# R8 and R52 text dataset
nltk only contains the whole corpus ([docs](https://www.nltk.org/book/ch02.html)) so I built the subsets by hand by following the explanation [here](https://ana.cachopo.org/datasets-for-single-label-text-categorization).

The number of docs in the datasets **do not match** the numbers in the Text GCN paper as I got slightly more docs!
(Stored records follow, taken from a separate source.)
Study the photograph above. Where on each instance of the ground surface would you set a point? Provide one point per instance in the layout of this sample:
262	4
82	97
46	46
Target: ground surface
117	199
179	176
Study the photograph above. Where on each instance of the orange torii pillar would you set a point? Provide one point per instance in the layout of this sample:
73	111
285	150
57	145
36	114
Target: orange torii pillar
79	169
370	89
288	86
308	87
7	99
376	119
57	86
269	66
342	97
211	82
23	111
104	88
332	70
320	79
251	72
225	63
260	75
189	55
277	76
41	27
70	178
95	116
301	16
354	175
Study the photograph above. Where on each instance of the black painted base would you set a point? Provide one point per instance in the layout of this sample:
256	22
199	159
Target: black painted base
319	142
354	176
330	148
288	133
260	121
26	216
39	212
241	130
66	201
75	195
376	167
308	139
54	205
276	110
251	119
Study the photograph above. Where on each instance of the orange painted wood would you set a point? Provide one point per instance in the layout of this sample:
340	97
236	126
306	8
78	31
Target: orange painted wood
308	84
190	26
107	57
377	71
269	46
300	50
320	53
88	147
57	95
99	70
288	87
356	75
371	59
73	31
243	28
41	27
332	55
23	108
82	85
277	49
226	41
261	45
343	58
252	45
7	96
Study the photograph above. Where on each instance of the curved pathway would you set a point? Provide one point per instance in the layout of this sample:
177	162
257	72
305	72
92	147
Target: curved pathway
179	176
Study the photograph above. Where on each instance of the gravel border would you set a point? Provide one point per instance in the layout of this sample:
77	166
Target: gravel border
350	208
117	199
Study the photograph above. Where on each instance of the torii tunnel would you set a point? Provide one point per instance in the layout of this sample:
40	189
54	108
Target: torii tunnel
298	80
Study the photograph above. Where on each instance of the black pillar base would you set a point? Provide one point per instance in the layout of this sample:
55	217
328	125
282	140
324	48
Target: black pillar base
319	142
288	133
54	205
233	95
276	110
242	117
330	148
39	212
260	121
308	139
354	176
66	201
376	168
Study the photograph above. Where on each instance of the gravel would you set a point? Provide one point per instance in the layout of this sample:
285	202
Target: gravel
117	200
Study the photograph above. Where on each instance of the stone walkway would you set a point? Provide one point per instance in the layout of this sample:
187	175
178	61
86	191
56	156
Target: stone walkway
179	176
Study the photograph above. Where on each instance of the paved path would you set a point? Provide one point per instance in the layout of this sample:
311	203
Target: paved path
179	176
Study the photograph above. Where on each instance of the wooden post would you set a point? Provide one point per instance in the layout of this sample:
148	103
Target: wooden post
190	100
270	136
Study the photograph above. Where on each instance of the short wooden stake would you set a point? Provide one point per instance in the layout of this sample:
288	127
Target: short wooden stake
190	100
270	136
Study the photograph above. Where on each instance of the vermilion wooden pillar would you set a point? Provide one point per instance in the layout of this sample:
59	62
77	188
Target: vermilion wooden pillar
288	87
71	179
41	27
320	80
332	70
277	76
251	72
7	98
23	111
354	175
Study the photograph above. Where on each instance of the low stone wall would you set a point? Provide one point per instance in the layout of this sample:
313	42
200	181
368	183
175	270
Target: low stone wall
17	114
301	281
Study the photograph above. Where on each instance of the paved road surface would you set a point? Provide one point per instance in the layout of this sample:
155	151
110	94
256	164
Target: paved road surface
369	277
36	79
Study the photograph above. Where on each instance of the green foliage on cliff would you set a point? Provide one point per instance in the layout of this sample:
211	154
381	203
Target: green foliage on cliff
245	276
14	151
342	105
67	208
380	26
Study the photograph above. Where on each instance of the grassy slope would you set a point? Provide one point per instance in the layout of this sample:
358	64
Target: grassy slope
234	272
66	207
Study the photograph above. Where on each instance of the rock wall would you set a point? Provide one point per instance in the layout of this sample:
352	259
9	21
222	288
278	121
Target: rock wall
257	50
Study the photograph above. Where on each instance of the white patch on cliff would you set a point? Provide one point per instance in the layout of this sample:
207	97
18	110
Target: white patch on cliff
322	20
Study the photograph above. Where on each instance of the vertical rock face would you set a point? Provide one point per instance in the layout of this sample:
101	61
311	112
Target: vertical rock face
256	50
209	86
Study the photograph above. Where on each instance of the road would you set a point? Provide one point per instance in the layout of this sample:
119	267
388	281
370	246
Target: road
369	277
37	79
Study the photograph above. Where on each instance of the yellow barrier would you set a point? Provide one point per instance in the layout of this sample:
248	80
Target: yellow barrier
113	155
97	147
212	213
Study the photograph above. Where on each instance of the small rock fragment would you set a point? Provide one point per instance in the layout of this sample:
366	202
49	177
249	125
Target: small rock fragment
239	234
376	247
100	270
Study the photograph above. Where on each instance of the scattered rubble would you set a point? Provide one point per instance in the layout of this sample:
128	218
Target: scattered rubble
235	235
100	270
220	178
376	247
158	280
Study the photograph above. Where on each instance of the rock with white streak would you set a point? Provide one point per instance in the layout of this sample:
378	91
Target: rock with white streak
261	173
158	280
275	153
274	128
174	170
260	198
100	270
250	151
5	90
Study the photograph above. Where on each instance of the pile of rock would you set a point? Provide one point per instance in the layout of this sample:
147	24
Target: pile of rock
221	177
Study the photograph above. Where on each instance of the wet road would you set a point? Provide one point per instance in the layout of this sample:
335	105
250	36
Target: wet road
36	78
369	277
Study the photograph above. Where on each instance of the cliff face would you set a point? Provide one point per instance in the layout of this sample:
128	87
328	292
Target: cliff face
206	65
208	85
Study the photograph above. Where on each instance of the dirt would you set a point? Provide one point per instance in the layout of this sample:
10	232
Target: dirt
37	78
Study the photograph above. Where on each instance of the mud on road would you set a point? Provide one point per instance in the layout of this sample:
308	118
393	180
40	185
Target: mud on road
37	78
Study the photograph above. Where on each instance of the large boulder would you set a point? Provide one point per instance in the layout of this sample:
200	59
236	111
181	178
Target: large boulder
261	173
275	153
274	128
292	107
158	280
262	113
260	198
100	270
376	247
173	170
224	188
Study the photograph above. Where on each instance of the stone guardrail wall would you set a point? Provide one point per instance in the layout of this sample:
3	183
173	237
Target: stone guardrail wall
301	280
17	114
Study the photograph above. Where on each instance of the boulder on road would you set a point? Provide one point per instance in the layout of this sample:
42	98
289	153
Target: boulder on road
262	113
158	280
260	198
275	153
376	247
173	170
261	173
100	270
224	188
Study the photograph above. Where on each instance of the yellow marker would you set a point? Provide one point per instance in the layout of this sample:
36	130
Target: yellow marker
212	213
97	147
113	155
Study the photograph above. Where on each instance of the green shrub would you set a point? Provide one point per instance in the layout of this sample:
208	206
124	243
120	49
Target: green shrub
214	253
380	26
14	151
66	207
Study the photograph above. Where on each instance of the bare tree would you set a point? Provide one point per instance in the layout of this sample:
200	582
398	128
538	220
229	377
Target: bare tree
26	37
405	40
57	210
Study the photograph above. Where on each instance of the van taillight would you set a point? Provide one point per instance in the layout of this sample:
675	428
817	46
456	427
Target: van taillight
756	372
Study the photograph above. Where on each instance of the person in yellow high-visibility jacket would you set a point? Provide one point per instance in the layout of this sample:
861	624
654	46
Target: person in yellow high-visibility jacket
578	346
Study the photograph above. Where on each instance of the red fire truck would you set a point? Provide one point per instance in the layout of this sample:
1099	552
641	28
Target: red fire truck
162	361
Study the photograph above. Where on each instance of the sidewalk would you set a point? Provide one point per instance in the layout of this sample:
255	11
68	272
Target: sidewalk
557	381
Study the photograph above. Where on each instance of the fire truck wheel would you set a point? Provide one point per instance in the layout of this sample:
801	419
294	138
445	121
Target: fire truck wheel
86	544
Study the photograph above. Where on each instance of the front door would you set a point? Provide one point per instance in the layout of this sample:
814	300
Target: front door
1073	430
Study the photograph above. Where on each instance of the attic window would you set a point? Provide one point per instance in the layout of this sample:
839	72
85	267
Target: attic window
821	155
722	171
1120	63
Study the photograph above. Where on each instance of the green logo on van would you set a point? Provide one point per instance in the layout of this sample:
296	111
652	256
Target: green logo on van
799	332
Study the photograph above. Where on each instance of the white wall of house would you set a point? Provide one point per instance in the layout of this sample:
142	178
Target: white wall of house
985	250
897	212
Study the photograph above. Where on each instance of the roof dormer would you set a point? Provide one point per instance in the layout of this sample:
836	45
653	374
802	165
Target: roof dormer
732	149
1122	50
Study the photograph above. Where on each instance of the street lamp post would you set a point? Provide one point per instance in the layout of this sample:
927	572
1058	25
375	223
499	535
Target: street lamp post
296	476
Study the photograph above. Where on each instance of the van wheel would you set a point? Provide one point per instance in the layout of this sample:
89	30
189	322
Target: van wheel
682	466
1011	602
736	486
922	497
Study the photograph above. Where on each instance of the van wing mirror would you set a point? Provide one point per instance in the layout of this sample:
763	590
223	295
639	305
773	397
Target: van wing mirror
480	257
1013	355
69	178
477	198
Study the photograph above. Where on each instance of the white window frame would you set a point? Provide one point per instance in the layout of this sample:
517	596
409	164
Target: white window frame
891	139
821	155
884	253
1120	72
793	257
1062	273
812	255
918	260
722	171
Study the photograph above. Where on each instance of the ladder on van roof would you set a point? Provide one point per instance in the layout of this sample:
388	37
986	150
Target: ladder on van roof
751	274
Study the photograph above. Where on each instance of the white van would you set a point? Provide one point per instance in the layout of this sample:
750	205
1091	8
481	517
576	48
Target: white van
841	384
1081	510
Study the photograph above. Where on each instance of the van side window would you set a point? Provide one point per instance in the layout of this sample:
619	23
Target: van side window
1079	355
This might be because the nltk version contains some "fixed" docs which incorrectly had multiple or no classes (read explanation). I manually checked some classes with the different numbers and they seemed fine (so all docs had a single class) The classes match at least!

Also note that stop-words are already removed (unlike in Text GCN).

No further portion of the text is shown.